Ted Cruz announces probe into Bud Light’s partnership with trans influencer, repeatedly misgenders her

Two Republican senators have opened an investigation into the relationship between Bud Light and trans influencer Dylan Mulvaney, adding fuel to a wave of transphobic hate sparked by a short video shared on her Instagram account in early April.

Sens. Ted Cruz of Texas and Marsha Blackburn of Tennessee are accusing Bud Light maker Anheuser-Busch of marketing beer to teenagers by partnering up with the 26-year-old TikTok star.

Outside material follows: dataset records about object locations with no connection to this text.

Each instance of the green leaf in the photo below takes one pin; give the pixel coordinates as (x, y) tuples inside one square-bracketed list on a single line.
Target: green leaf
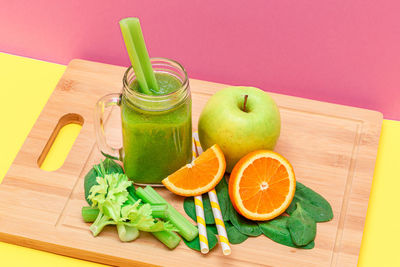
[(234, 235), (302, 226), (312, 202), (245, 226), (109, 167), (195, 243), (278, 231)]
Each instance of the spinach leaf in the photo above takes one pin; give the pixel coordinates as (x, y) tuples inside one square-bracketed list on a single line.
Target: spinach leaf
[(302, 226), (243, 225), (277, 230), (312, 202), (234, 236), (223, 200), (195, 243), (109, 165)]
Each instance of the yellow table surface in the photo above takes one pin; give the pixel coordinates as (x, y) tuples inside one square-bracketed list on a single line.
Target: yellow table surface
[(26, 85)]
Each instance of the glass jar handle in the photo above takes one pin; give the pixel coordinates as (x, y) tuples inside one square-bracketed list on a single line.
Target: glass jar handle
[(103, 103)]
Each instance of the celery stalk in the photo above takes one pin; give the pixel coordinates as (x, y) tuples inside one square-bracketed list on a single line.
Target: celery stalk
[(185, 228), (136, 47)]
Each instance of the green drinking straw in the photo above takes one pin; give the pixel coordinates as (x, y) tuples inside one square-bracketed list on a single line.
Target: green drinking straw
[(136, 47)]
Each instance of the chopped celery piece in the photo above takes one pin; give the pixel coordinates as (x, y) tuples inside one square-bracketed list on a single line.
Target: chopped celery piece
[(185, 228), (168, 238)]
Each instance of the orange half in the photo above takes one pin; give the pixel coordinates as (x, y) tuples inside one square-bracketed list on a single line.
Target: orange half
[(200, 176), (262, 185)]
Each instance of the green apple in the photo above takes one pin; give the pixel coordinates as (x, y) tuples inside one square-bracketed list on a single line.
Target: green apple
[(239, 132)]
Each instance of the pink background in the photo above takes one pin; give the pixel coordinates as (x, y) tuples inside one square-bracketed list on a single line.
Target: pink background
[(341, 51)]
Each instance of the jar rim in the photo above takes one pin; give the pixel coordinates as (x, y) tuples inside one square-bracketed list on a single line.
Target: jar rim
[(155, 97)]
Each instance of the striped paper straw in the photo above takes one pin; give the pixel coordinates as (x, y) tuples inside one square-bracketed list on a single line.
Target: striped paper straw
[(219, 222), (201, 223)]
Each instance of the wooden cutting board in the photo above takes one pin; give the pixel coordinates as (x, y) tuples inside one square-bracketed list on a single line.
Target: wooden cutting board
[(332, 148)]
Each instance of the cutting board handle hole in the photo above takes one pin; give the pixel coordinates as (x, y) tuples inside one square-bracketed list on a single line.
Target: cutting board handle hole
[(60, 142)]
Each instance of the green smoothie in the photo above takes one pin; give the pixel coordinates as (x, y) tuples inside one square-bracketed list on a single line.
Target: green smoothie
[(156, 143)]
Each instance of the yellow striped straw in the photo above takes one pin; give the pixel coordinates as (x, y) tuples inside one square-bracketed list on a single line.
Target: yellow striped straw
[(201, 222), (219, 222)]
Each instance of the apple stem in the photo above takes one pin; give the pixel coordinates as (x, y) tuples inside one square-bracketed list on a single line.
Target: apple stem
[(244, 103)]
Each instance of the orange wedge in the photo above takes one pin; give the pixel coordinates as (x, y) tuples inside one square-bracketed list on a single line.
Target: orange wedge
[(200, 176), (262, 185)]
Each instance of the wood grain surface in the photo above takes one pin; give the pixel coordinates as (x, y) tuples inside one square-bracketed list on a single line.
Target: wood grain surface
[(332, 148)]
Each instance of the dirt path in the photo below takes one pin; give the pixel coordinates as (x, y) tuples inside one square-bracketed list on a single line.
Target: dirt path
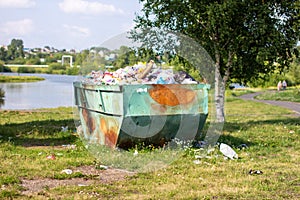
[(286, 104)]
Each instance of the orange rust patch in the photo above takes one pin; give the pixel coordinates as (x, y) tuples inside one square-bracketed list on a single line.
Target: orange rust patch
[(171, 95), (88, 120), (109, 129), (160, 108)]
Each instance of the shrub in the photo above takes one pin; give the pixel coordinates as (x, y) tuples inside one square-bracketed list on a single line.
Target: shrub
[(56, 66), (26, 70)]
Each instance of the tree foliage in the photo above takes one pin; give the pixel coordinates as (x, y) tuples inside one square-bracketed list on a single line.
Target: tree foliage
[(15, 49), (245, 38)]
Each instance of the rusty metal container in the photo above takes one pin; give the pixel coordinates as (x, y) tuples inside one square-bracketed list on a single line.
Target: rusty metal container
[(124, 115)]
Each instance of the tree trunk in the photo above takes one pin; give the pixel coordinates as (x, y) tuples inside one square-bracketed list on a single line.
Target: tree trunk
[(219, 96)]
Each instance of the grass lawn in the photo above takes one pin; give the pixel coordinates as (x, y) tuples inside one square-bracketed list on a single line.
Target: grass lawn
[(271, 134), (5, 79), (291, 94)]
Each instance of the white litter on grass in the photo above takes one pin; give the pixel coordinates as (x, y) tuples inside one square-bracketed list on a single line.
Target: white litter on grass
[(67, 171), (228, 151), (197, 162), (64, 128), (103, 167)]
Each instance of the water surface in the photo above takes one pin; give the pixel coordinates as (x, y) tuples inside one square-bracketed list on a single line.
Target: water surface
[(54, 91)]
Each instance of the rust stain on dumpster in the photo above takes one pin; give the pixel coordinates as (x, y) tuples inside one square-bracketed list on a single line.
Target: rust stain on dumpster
[(88, 120), (109, 129), (171, 95)]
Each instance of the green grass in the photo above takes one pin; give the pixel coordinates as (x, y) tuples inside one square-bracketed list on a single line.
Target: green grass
[(5, 79), (271, 134), (291, 94)]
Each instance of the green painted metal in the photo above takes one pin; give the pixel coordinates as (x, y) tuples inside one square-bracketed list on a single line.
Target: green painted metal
[(123, 115)]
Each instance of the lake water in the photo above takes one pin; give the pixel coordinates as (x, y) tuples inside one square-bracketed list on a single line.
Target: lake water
[(54, 91)]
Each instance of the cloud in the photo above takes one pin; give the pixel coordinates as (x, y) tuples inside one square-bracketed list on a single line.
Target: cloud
[(77, 30), (88, 7), (17, 3), (21, 27)]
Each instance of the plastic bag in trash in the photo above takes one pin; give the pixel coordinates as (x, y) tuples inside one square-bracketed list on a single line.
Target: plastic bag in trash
[(228, 151)]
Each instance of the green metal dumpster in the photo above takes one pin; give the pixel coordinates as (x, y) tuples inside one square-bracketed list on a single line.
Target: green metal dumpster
[(125, 115)]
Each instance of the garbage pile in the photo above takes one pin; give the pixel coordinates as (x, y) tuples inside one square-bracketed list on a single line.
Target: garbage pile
[(139, 74)]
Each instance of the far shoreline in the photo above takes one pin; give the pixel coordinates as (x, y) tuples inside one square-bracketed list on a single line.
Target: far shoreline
[(19, 79)]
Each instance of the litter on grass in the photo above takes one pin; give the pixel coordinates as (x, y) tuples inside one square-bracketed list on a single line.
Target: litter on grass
[(227, 151)]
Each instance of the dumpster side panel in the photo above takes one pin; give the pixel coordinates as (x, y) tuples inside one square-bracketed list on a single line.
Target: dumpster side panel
[(143, 129), (129, 114), (98, 128)]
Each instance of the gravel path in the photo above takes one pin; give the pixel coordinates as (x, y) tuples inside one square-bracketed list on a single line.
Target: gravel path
[(286, 104)]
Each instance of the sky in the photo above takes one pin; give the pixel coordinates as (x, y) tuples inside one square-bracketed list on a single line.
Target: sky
[(65, 24)]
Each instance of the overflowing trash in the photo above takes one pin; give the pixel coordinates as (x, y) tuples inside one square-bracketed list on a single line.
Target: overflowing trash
[(139, 74), (255, 172), (67, 171)]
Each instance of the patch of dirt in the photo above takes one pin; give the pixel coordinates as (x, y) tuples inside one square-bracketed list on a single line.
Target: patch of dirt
[(99, 176)]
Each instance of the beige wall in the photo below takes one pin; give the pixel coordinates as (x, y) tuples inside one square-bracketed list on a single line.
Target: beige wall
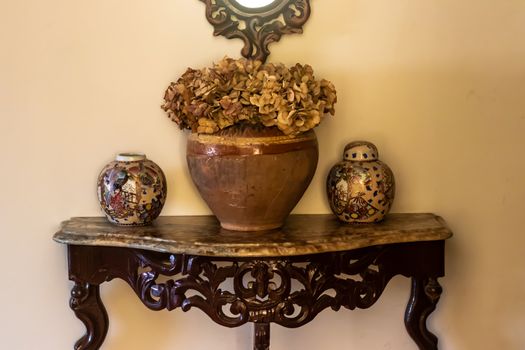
[(438, 85)]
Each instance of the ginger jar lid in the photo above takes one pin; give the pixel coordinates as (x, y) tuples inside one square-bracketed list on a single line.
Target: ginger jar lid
[(130, 157), (360, 151)]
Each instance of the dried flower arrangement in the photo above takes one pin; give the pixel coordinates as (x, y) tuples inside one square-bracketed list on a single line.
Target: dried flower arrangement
[(235, 91)]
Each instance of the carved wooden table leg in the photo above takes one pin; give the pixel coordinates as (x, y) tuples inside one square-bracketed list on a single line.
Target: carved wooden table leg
[(423, 300), (87, 305), (261, 336)]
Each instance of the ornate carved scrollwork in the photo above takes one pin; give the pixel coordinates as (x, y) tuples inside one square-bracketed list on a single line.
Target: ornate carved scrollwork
[(259, 27), (289, 291)]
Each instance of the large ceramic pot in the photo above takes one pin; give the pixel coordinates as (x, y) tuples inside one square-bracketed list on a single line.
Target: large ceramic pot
[(252, 178)]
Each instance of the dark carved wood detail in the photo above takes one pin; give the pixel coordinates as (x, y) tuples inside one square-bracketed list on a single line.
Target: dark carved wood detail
[(262, 288), (85, 302), (233, 291), (261, 336), (257, 28), (423, 300)]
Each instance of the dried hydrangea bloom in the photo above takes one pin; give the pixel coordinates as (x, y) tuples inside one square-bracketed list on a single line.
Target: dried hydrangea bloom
[(240, 90)]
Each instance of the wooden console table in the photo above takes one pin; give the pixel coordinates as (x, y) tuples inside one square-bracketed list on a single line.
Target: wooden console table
[(333, 264)]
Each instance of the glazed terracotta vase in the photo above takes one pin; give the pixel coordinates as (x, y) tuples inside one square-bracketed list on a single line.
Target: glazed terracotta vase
[(132, 190), (252, 177), (361, 188)]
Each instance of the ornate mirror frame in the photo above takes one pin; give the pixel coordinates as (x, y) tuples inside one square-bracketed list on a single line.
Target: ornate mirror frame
[(257, 27)]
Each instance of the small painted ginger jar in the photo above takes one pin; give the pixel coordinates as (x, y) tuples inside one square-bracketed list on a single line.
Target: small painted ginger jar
[(132, 190), (360, 188)]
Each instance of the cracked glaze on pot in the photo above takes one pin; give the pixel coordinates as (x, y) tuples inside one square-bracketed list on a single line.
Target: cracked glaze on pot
[(252, 178), (361, 188)]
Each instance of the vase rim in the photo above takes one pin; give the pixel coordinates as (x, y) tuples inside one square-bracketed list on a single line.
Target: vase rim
[(130, 157)]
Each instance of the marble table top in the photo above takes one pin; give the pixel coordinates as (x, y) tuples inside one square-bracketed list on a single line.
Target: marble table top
[(301, 235)]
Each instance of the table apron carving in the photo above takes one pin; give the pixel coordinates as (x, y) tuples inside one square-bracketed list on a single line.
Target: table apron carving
[(289, 291)]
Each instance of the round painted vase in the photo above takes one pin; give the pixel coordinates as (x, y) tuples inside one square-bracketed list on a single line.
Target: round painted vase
[(361, 188), (252, 177), (132, 190)]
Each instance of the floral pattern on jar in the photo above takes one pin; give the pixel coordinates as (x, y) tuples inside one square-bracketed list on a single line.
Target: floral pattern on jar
[(132, 190), (360, 188)]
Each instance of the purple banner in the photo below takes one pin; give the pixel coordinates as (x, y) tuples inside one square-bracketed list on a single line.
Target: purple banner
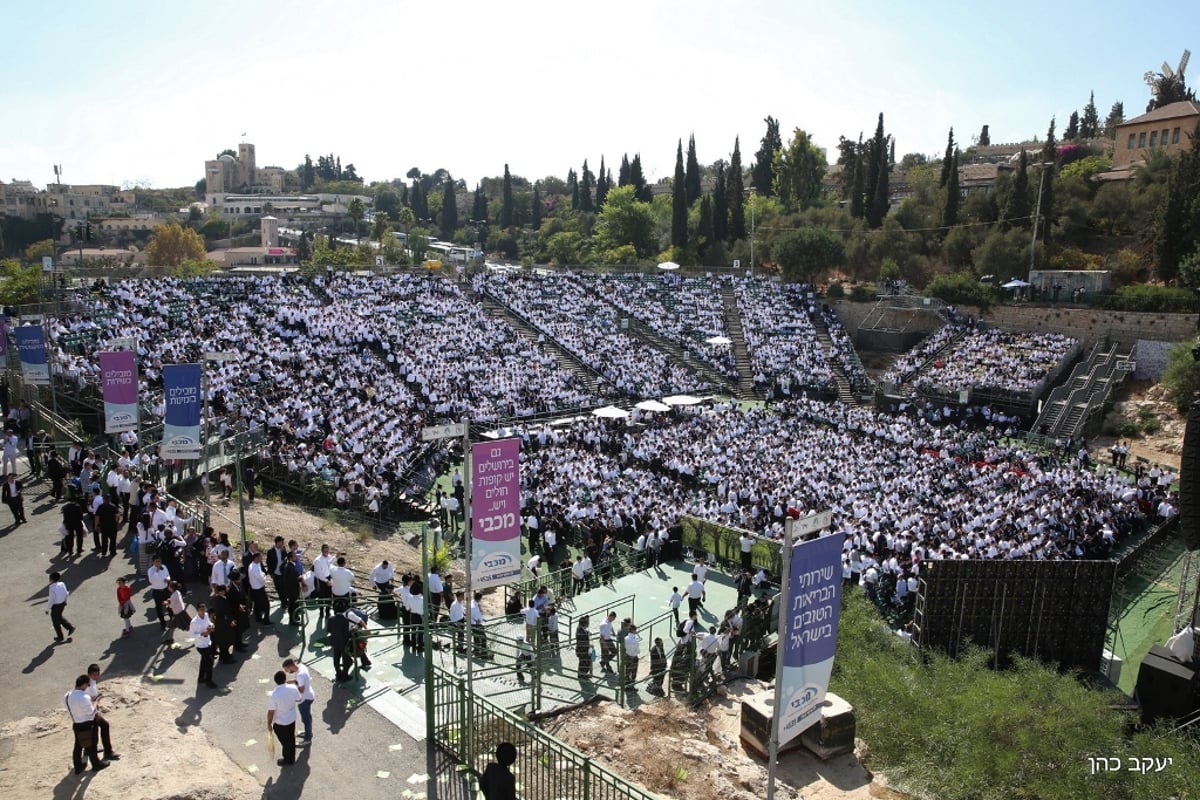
[(119, 382), (35, 367), (495, 512), (808, 626)]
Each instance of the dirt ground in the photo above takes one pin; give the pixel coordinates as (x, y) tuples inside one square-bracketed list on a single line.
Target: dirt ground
[(34, 751)]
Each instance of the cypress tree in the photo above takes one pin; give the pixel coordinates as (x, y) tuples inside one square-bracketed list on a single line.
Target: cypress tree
[(762, 174), (720, 205), (679, 203), (705, 230), (603, 185), (587, 181), (1018, 209), (449, 211), (693, 180), (573, 186), (479, 206), (507, 210), (735, 193), (951, 214), (947, 158), (857, 208)]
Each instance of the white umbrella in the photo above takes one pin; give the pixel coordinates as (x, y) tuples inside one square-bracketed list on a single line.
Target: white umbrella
[(610, 413), (682, 400)]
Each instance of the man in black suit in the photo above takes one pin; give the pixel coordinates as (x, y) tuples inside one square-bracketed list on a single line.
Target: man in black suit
[(13, 494)]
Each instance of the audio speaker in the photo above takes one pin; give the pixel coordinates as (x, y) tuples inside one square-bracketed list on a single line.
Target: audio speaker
[(1164, 686), (1189, 480)]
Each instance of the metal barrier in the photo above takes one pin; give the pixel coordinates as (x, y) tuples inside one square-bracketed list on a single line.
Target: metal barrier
[(471, 727)]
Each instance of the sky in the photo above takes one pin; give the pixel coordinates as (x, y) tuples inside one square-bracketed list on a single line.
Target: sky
[(143, 92)]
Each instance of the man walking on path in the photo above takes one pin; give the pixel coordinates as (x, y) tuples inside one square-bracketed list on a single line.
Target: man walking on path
[(58, 602), (281, 716)]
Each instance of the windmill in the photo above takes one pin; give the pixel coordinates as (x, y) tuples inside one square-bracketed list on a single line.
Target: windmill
[(1168, 86)]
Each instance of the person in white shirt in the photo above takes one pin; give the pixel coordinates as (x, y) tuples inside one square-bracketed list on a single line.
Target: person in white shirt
[(382, 575), (340, 579), (58, 603), (101, 722), (303, 681), (83, 723), (457, 617), (633, 653), (281, 717), (159, 577), (202, 629), (256, 576), (607, 643), (437, 588)]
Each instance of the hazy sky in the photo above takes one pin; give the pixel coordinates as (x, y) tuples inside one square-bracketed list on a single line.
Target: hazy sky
[(147, 90)]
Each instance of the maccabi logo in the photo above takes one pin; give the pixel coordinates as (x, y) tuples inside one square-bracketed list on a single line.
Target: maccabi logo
[(498, 560), (807, 696)]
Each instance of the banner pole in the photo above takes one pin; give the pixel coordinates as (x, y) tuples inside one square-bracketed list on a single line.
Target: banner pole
[(785, 579)]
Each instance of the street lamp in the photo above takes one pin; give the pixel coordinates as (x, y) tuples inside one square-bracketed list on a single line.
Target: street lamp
[(1037, 217), (219, 356)]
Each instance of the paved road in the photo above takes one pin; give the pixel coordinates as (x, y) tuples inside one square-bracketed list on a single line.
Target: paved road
[(353, 743)]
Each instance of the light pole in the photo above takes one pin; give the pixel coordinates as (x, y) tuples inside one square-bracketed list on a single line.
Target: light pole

Mulvaney, a social media superstar with nearly 11 million followers on TikTok and 1.8 million on Twitter, became the subject of much anti-trans hate after partnering up with Bud Light for a social media campaign during the NCAA March Madness basketball tournament.

The move was promptly followed by right-wing backlash, which included social media posts of angry customers pouring beer down the drain and even musician Kid Rock shooting cases of the beer and saying “F—k Bud Light. F—k Anheuser-Busch.”

On Thursday — seven weeks after the video was initially posted — Senators Cruz and Blackburn sent a letter to Anheuser-Busch CEO Brendan Whitworth urging the beer giant to “sever its relationship” with Mulvaney, and direct her to “remove any Anheuser-Busch content from (her) social media platforms.”

The two senators accuse the company of “marketing to individuals younger than the legal drinking age,” claiming Mulvaney’s audience “skews younger than the legal drinking age and that Mulvaney’s social media content appeals to young viewers,” according to a news release.

In the letter, which repeatedly misgenders Mulvaney, Cruz and Blackburn also urge Whitworth to “publicly apologize to the American people for marketing alcoholic beverages to minors.”

“A massive percentage of Dylan Mulvaney’s audience are kids,” Cruz said Thursday in a Fox News interview. “Budweiser was trying, I believe, with this ill-fated marketing attempt, to target teenagers,” he added.

The senators’ letter comes amid an unprecedented wave of attacks on the rights of transgender people in the U.S.

More than 520 anti-LGBTQ bills have been introduced in statehouses across the country this year, according to the Human Rights Campaign. Over 220 of those specifically restrict the rights of transgender and nonbinary people.